KevinB
(Kevin Bird)
November 19, 2018, 5:53pm
1
I’m having issues with the new data block api.
Here is the call I’m trying to use:
data_clas = (TextList.from_folder(path, vocab=data_lm.vocab)
.split_by_folder(valid='valid')
.label_from_folder(classes=['neg','pos'])
.filter_missing_y()
.databunch(bs=bs))
and this is my error:
---------------------------------------------------------------------------
TypeError Traceback (most recent call last)
<ipython-input-138-cffcd242252b> in <module>
1 data_clas = (TextList.from_folder(path, vocab=data_lm.vocab)
2 .split_by_folder(valid='valid')
----> 3 .label_from_folder(classes=['neg','pos'])
4 .filter_missing_y()
5 .databunch(bs=bs))
TypeError: 'bool' object is not callable
This is what my directory structure looks like:
and inside of the neg and pos directory are .txt files.
I’m not really sure how to debug this further since it is inside of the data block, should I try going back to the other way of grabbing data?
Here is my version information:
=== Software ===
python version : 3.6.6
fastai version : 1.0.27
torch version : 1.0.0.dev20181029
nvidia driver : 396.37
torch cuda ver : 9.2.148
torch cuda is : available
torch cudnn ver : 7104
torch cudnn is : enabled
=== Hardware ===
nvidia gpus : 1
torch available : 1
- gpu0 : 16270MB | Quadro P5000
=== Environment ===
platform : Linux-3.10.0-862.11.6.el7.x86_64-x86_64-with-centos-7.5.1804-Core
distro : #1 SMP Tue Aug 14 21:49:04 UTC 2018
conda env : kbird
python : /home/kbird/.conda/envs/kbird/bin/python
sys.path :
/home/kbird/.conda/envs/kbird/lib/python36.zip
/home/kbird/.conda/envs/kbird/lib/python3.6
/home/kbird/.conda/envs/kbird/lib/python3.6/lib-dynload
/home/kbird/.local/lib/python3.6/site-packages
/home/kbird/.conda/envs/kbird/lib/python3.6/site-packages
/home/kbird/.conda/envs/kbird/lib/python3.6/site-packages/IPython/extensions
/home/kbird/.ipython
3 Likes
jm0077
(Jesús Pérez)
November 20, 2018, 11:47am
2
Hello, I’m getting the same error even with the updated fastai version (1.0.28).
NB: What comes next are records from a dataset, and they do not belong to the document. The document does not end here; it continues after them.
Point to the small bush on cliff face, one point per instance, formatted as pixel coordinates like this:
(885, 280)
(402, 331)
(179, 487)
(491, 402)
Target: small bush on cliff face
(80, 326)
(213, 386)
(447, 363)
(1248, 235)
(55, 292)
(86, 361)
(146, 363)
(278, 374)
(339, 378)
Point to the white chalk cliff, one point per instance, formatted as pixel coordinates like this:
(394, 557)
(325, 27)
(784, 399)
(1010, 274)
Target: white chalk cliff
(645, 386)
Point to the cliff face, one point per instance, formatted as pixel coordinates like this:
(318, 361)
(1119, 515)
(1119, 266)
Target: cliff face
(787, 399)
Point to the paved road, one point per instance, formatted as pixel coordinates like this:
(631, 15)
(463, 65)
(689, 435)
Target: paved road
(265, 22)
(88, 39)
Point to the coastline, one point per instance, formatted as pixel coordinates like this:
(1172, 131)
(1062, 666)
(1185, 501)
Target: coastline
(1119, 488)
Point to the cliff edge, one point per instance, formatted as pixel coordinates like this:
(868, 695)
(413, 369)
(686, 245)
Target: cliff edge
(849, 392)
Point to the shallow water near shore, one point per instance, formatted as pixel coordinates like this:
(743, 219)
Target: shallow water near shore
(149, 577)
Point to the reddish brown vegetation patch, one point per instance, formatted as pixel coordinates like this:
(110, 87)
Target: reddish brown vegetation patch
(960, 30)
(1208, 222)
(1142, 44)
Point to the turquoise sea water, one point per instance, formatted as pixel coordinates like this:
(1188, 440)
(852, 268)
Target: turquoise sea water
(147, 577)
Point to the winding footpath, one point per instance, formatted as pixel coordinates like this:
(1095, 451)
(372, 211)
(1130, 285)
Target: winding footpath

Did you find any solution?
BTW, how do you obtain all the versions of the libraries installed in your VM instance?
KevinB
(Kevin Bird)
November 20, 2018, 2:09pm
3
First, import the utils library from fastai:
from fastai.utils import *
Then the command to see the versions is:
show_install()
This also has an optional show_nvidia_smi
parameter that will show your nvidia-smi output as well.
I haven’t found an issue to this yet. Are you running your own dataset or the imdb one?
1 Like
jm0077
(Jesús Pérez)
November 20, 2018, 2:12pm
4
Thanks for the info. About the issue, I’m running in IMDB dataset (even with no modifications from my side). I think this post should be moved to fastai course v3 section (to obtain more visibility)
1 Like
KevinB
(Kevin Bird)
November 20, 2018, 2:13pm
5
You’re probably correct. I was going to leave it here since I was just having issues on my own dataset, but if you are seeing the same thing with the imdb data, it probably is best to put it over there to see if other people are seeing the same issue.
hi Kevin,
is this resolved? thank you!
KevinB
(Kevin Bird)
November 20, 2018, 6:02pm
7
Not yet, I might try to dig into it but I don’t really know how to walk through the issue
i used an earlier version of the nb and it does not have the filter_missing_y, and it works. I’m not sure what this does, the classes=[‘neg’, ‘pos’]) seems already selecting only neg/pos not the unsup.
what do you think?
data_clas = (TextList.from_folder(path, vocab=data_lm.vocab)
#grab all the text files in path
.split_by_folder(valid=‘test’)
#split by train and valid folder (that only keeps ‘train’ and ‘test’ so no need to filter)
.label_from_folder(classes=[‘neg’, ‘pos’])
#remove docs with labels not in above list (i.e. ‘unsup’)
.filter_missing_y()
#label them all with their folders
1 Like
KevinB
(Kevin Bird)
November 20, 2018, 8:41pm
9
I think you’re onto something. When I comment out .filter_missing_y()
It doesn’t error.
jm0077
(Jesús Pérez)
November 20, 2018, 9:09pm
10
I was searching in the github of the library and found that filter_missing_y is an object of TextList class so it can’t be callable, right?
class TextList(ItemList):
_bunch = TextClasDataBunch
_processor = [TokenizeProcessor, NumericalizeProcessor]
def __init__(self, items:Iterator, vocab:Vocab=None, **kwargs):
self.filter_missing_y = True
super().__init__(items, **kwargs)
self.vocab = vocab
Githhub for data.py
1 Like
fkautz
(Frederick Kautz)
November 21, 2018, 10:44pm
11
I just tested this and it worked:
text_list = TextList.from_folder(path, vocab=data_lm.vocab)
text_list_split_by_folder = text_list.split_by_folder(valid='test')
text_list_labeled_by_folder = text_list_split_by_folder.label_from_folder(classes=['neg', 'pos'])
text_list_labeled_by_folder.filter_missing_y = True
data_clas = text_list_labeled_by_folder.databunch(bs=bs)
data_clas.save('tmp_clas')
6 Likes
I’ve been looking for the updated version of pretrained wt103 with the .pth path. here I found them:
http://files.fast.ai/models/wt103_v1/
That’s correct. That’s why when you separate out each operation into separate lines, it works correctly (as suggested by @fkautz ).